Ma non tutto è a tinte scure e intriso di pessimismo, dopo tutto, in questo inizio del 2016. il numero complessivo di profughi, ai suoi massimi storici nel mondo è l’espressione del fatto che il capitalismo si trova in un vicolo cieco. Il fatto che l’anno sia iniziato con le autorità cinesi che hanno sospeso la Borsa per ben due volte a causa del crollo dei prezzi delle azioni è solo un altro sintomo della turbolenza estrema che esiste in tutto il mondo. Gli strateghi del capitale non hanno alcuna idea di cosa fare. Non hanno una soluzione alla crisi, ma sono prigionieri di una prospettiva a breve termine e non sanno che pesci pigliare. C’è una divisione crescente all’interno della borghesia sulla strada da scegliere, ma nessuna di queste strade porta a una soluzione su basi capitaliste.

D’altro canto, vediamo che la crisi del capitalismo ha risvegliato la coscienza delle masse che cominciano a comprendere come ci sia qualcosa di fondamentalmente sbagliato nel sistema e aumenta la consapevolezza che i politici non hanno alcuna risposta.
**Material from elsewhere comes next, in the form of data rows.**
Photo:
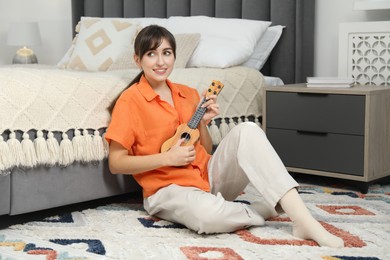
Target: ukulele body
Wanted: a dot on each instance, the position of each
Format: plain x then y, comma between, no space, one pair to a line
190,135
189,131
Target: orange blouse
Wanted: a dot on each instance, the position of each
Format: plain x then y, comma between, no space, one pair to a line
141,122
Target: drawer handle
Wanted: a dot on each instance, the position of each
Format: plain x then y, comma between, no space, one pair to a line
313,94
303,132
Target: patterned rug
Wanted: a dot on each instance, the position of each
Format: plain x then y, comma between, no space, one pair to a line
123,230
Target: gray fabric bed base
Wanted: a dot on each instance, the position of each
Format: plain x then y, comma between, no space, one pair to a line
43,188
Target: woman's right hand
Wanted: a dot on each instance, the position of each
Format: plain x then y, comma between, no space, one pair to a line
180,155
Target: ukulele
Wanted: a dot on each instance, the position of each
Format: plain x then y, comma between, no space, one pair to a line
189,131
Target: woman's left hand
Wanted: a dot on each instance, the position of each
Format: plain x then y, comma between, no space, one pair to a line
212,108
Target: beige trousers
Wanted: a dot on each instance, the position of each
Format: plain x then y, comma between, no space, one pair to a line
244,155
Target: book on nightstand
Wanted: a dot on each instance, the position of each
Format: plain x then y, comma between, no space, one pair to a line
329,82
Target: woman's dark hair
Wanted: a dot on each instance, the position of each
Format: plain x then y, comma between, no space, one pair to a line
149,38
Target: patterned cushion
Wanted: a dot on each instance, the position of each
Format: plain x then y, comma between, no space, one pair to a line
185,46
100,43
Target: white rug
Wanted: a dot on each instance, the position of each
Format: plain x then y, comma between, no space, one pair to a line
125,231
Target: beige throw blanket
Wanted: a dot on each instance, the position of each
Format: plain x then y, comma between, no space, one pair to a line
47,100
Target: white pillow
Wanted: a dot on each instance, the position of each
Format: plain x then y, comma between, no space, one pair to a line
145,21
264,47
224,42
100,42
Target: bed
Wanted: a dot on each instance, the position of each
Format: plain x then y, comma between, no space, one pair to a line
52,149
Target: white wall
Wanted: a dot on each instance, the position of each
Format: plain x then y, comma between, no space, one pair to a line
329,13
54,17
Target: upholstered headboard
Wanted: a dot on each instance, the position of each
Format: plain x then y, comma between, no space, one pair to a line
292,58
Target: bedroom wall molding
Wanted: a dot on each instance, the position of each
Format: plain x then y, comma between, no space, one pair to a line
364,52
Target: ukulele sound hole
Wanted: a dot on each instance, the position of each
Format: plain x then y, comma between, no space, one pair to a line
185,136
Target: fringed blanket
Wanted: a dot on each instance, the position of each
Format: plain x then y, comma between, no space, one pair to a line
48,100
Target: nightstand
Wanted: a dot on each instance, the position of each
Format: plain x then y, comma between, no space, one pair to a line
334,132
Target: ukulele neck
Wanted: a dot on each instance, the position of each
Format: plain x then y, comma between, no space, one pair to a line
195,119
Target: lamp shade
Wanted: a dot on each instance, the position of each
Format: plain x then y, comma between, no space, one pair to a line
24,34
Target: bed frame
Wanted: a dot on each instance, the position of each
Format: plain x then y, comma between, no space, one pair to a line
27,190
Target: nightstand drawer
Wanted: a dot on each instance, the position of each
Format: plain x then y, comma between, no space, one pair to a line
324,152
329,113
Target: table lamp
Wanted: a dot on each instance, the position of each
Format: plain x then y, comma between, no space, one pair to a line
24,34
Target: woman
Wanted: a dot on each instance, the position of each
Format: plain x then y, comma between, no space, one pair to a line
186,184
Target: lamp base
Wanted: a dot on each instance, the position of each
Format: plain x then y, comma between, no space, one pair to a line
24,56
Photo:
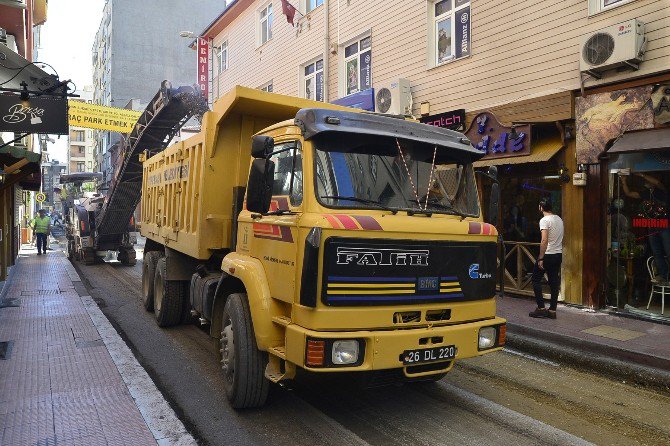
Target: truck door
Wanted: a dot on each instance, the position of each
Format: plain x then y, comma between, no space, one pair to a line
275,235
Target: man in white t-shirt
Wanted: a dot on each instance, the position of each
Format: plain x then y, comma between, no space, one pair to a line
549,261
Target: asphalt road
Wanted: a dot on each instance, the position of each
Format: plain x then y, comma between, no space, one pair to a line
503,398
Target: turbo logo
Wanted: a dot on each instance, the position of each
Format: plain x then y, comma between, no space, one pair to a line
383,257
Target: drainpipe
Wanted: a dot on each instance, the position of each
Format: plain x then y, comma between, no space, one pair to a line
326,51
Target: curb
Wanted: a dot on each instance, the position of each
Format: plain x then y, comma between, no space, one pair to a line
615,363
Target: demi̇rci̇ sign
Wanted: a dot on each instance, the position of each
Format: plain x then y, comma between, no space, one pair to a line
38,115
488,135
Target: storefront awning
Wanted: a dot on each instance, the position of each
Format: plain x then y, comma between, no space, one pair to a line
15,69
642,140
20,166
542,151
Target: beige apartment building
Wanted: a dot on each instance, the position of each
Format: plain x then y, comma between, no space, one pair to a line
547,88
81,143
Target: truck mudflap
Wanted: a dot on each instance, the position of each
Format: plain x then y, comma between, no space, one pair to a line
418,352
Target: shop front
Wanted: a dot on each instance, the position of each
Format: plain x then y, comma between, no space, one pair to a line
624,135
530,162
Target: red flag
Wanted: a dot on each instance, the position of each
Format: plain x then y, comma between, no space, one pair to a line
289,11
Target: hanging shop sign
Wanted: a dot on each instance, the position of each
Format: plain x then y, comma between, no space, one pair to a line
488,135
603,117
37,115
203,66
100,117
452,120
660,99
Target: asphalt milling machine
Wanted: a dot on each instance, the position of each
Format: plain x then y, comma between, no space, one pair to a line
98,224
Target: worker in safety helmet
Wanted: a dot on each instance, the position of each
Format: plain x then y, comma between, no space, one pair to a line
42,227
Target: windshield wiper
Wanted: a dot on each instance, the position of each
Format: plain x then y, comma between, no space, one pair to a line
438,205
281,212
359,200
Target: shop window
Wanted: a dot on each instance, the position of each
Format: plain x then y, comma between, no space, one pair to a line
597,6
265,24
312,80
357,64
448,31
638,229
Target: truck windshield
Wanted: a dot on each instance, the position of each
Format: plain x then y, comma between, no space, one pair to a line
372,179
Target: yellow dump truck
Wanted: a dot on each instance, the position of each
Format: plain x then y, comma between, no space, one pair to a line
310,236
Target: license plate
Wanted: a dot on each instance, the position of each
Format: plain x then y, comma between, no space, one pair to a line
422,355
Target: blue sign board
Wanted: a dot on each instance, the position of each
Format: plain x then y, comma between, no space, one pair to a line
364,100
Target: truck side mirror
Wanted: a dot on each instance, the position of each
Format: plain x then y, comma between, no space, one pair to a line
261,146
494,203
259,189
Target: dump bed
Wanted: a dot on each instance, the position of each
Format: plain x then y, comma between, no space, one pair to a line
190,189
I vecchi partiti politici tradizionali vengono abbandonati, un processo che vediamo in tutta Europa, anche in Danimarca. La fiducia generale nel sistema politico è a livelli storicamente bassi. L’ultima indagine dalla newsletter settimanale “A4”del 22 dicembre ha mostrato che la fiducia dell’opinione pubblica danese nei politici in Parlamento non è mai stata così bassa come negli ultimi tempi. Nella ricerca, sei intervistati su dieci dichiarano che hanno “molta poca” o “poca” fiducia nei politici in generale. E la percentuale di chi ha risposto di avere “molta poca” fiducia nei politici è decisamente elevata, quasi uno su quattro elettori, che significa un aumento da uno su dieci elettori nel 2011, e uno su sei di un anno fa.
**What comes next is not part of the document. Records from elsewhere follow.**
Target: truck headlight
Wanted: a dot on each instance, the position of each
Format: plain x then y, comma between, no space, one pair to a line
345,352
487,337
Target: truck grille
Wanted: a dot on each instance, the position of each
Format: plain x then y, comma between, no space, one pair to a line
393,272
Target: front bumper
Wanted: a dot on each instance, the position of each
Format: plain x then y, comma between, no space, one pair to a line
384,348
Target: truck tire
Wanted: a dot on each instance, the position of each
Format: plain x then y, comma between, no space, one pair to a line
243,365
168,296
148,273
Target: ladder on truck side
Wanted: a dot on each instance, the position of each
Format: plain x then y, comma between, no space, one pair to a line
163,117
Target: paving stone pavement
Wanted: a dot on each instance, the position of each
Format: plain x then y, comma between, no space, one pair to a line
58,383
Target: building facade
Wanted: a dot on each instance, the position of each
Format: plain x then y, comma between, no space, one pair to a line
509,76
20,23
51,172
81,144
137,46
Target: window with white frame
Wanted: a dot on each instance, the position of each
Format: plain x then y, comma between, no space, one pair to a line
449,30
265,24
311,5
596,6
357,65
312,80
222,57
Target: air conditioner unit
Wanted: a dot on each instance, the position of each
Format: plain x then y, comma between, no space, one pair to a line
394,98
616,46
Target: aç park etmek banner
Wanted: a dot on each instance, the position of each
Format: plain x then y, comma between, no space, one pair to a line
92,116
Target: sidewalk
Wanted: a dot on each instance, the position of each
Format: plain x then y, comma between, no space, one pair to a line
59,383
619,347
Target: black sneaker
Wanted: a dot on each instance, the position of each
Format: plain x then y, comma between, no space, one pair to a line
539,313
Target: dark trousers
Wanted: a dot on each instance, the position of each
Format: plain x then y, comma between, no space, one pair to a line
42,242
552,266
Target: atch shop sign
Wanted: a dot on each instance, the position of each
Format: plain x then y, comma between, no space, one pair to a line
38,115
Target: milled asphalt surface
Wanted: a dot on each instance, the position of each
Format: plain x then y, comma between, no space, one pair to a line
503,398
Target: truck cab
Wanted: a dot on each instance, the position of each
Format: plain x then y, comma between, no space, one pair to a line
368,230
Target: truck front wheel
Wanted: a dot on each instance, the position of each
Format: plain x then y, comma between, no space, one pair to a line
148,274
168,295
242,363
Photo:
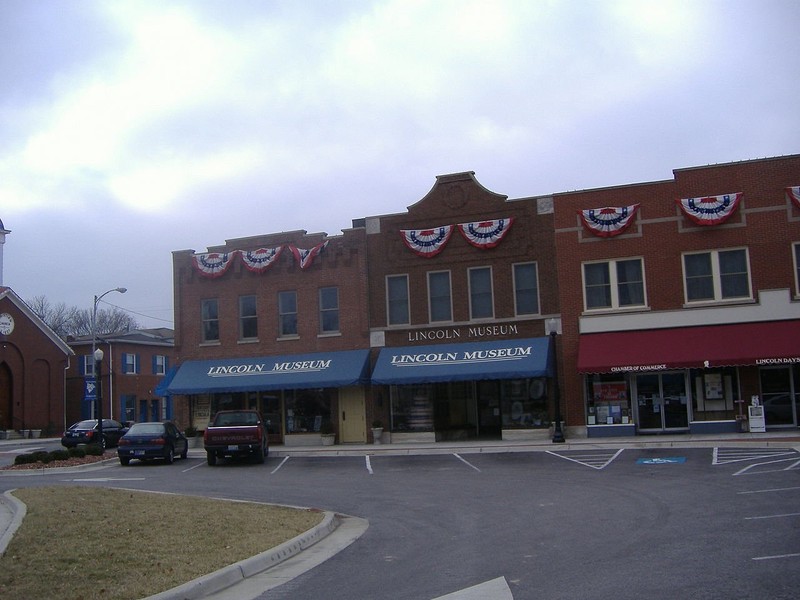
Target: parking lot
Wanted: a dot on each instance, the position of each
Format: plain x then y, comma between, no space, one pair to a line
716,522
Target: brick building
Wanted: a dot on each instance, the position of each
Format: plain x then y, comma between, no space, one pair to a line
675,303
460,287
135,363
674,320
33,363
278,323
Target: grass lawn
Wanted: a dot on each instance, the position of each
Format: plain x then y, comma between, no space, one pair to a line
84,543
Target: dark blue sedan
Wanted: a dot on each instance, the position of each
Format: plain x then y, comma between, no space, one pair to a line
146,441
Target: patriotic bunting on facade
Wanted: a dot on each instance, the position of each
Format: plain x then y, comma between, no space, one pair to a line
794,193
427,242
486,234
608,221
213,264
710,210
306,256
260,260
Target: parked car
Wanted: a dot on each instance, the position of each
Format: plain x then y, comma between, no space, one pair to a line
146,441
85,432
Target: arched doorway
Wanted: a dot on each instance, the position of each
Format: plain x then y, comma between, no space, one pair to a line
6,404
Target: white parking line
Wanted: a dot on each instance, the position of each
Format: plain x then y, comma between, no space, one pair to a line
469,464
283,462
796,554
770,490
772,516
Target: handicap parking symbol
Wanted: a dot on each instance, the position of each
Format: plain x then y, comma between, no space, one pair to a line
671,460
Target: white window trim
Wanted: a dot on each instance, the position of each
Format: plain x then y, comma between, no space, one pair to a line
322,311
614,284
430,303
469,285
717,279
408,297
514,283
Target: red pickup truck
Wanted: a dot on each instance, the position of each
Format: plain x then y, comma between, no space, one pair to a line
236,433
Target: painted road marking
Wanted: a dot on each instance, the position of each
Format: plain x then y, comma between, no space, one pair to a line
496,589
596,459
670,460
724,456
466,462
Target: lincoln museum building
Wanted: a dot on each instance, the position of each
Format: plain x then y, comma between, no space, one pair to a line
667,306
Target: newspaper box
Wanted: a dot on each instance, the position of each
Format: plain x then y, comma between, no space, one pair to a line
755,414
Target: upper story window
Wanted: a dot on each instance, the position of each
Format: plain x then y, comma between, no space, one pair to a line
130,363
440,305
481,301
248,321
526,289
159,364
716,275
329,309
287,313
210,318
397,308
614,284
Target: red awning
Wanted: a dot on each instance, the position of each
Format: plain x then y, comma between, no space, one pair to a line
769,343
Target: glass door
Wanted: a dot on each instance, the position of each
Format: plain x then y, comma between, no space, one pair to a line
662,402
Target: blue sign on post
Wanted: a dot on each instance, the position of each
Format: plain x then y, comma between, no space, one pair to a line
89,390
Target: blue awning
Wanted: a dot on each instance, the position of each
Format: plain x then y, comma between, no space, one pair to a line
507,359
297,371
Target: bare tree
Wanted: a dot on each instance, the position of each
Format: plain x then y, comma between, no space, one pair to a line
76,321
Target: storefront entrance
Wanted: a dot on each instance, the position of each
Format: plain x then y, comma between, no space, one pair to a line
662,402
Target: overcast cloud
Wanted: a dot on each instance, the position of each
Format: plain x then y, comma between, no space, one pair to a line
132,129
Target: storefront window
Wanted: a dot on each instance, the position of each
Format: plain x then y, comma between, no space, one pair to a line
306,410
412,408
608,401
715,393
524,403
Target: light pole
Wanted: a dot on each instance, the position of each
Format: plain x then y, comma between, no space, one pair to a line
98,363
552,328
97,299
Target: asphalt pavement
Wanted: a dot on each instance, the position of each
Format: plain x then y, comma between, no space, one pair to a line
252,577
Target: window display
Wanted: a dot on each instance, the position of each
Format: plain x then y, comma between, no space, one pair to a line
608,401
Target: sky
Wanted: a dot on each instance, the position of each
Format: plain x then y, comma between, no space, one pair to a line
132,129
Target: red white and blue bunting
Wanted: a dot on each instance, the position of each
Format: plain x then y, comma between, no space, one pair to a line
306,256
609,220
486,234
213,264
260,260
710,210
427,242
794,193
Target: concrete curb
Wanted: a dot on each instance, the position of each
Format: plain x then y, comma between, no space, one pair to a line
17,509
244,569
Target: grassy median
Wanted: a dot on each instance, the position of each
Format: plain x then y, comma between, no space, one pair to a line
79,543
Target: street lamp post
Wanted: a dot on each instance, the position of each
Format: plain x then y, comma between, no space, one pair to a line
558,433
98,363
97,299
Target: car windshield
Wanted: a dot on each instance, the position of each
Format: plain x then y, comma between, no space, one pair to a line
236,419
146,429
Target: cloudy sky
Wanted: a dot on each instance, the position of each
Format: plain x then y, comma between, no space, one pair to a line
130,129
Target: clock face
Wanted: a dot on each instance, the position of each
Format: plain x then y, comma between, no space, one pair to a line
6,324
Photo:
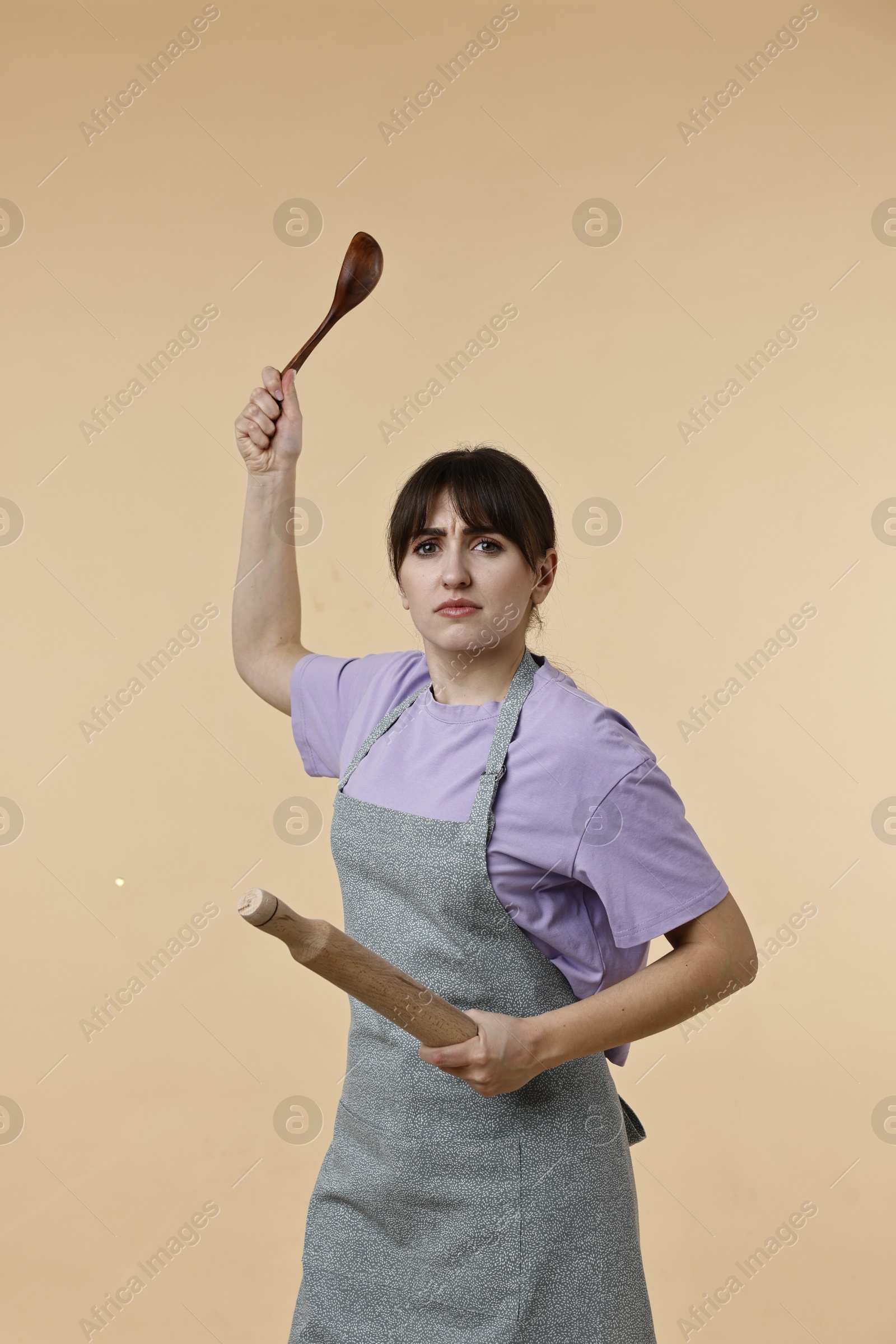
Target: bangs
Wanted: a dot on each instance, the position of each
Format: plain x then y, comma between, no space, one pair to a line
489,490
Quando i politici nel mese di settembre erano terrorizzati dai profughi che invadevano l’autostrada, la popolazione danese si è organizzata autonomamente ed ha aiutato i profughi con tutto quello che potevano con cibo, vestiti e trasporti. Cittadini danesi comuni hanno guidato fino al confine e hanno dato un passaggio ai rifugiati, anche se rischiavano di essere accusati di “traffico di esseri umani”. In agosto e settembre ci sono stati due grandi manifestazioni contro le politiche del governo sull’immigrazione. È pericoloso per la borghesia quando le masse raggiungono la conclusione che le istituzioni non sono parte della soluzione, ma parte del problema.
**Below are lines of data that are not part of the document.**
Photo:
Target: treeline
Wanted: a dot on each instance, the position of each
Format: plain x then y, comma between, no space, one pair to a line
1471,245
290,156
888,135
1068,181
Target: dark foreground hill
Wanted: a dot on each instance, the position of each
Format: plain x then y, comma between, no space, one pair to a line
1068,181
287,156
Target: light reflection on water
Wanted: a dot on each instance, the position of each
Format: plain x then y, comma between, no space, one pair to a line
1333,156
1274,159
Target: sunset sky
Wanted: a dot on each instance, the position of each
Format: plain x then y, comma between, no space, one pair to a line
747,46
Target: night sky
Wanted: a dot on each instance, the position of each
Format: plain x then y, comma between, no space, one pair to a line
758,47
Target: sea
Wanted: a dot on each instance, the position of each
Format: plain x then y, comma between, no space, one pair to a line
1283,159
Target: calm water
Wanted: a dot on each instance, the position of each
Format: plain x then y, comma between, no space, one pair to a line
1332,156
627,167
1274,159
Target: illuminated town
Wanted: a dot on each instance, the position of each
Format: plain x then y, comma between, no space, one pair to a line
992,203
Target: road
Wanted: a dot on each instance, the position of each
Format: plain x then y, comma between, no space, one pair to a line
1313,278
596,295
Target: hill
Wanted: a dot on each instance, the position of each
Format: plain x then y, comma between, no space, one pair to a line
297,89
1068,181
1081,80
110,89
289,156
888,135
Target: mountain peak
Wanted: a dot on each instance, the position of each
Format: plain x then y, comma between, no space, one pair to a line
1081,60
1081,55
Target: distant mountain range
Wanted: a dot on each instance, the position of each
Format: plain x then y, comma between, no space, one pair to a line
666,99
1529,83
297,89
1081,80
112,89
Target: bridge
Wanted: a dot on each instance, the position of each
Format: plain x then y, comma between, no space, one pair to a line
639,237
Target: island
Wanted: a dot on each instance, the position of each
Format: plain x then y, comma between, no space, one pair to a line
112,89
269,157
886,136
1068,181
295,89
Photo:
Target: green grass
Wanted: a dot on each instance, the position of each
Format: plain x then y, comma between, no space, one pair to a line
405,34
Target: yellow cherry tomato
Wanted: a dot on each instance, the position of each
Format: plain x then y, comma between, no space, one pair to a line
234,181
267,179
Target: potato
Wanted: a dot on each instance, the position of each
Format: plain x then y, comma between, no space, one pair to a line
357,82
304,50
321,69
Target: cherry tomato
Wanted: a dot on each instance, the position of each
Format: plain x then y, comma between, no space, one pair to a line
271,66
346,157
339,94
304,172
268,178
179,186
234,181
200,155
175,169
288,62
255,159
Le manifestazioni di massa in autunno contro la politica di immigrazione del governo hanno interrotto diversi anni di riflusso, e hanno operato una pressione sui politici. Ma, una volta che il movimento è finito, i politici hanno continuato i loro attacchi contro i profughi con maggiore brutalità. Tuttavia, ciò non deve indurci a concludere che le mobilitazioni non siano servite a nulla; non siamo tornati allo status quo precedente. La situazione di stallo si è spezzata. Le mobilitazioni hanno avuto in particolare un effetto su tanti giovani che non avevano mai partecipato in precedenza a una manifestazione. Molti pensavano prima che fossero gli unici al mondo che erano insoddisfatti del mondo che li circondava. Il loro isolamento sta cominciando a finire. La prossima conclusione che trarranno è che non è sufficiente scendere in piazza, ma che è necessario organizzarsi ed avere un programma politico.

Un sistema in crisi crea polarizzazione, sia a destra che a sinistra. Il fatto che la destra può crescere con successo in Danimarca, per esempio, dove le loro politiche xenofobe guadagnano terreno lontano nel movimento operaio, è dovuto alla totale assenza di risposte e di un’alternativa a sinistra. In paesi come la Spagna, la Grecia, e il Regno Unito, dove sono emerse alternative a sinistra, la destra populista ha ricevuto ben poco appoggio. Ma, come abbiamo visto in Grecia, il riformismo di sinistra difeso da Tsipras ha anche molti limiti. Le promesse non bastano a fermare l’austerità e privatizzazioni. L’unica cosa che può fermare la crisi del capitalismo e la barbarie a cui assistiamo oggi è una rottura con il capitalismo, e la trasformazione rivoluzionaria della società su basi socialiste.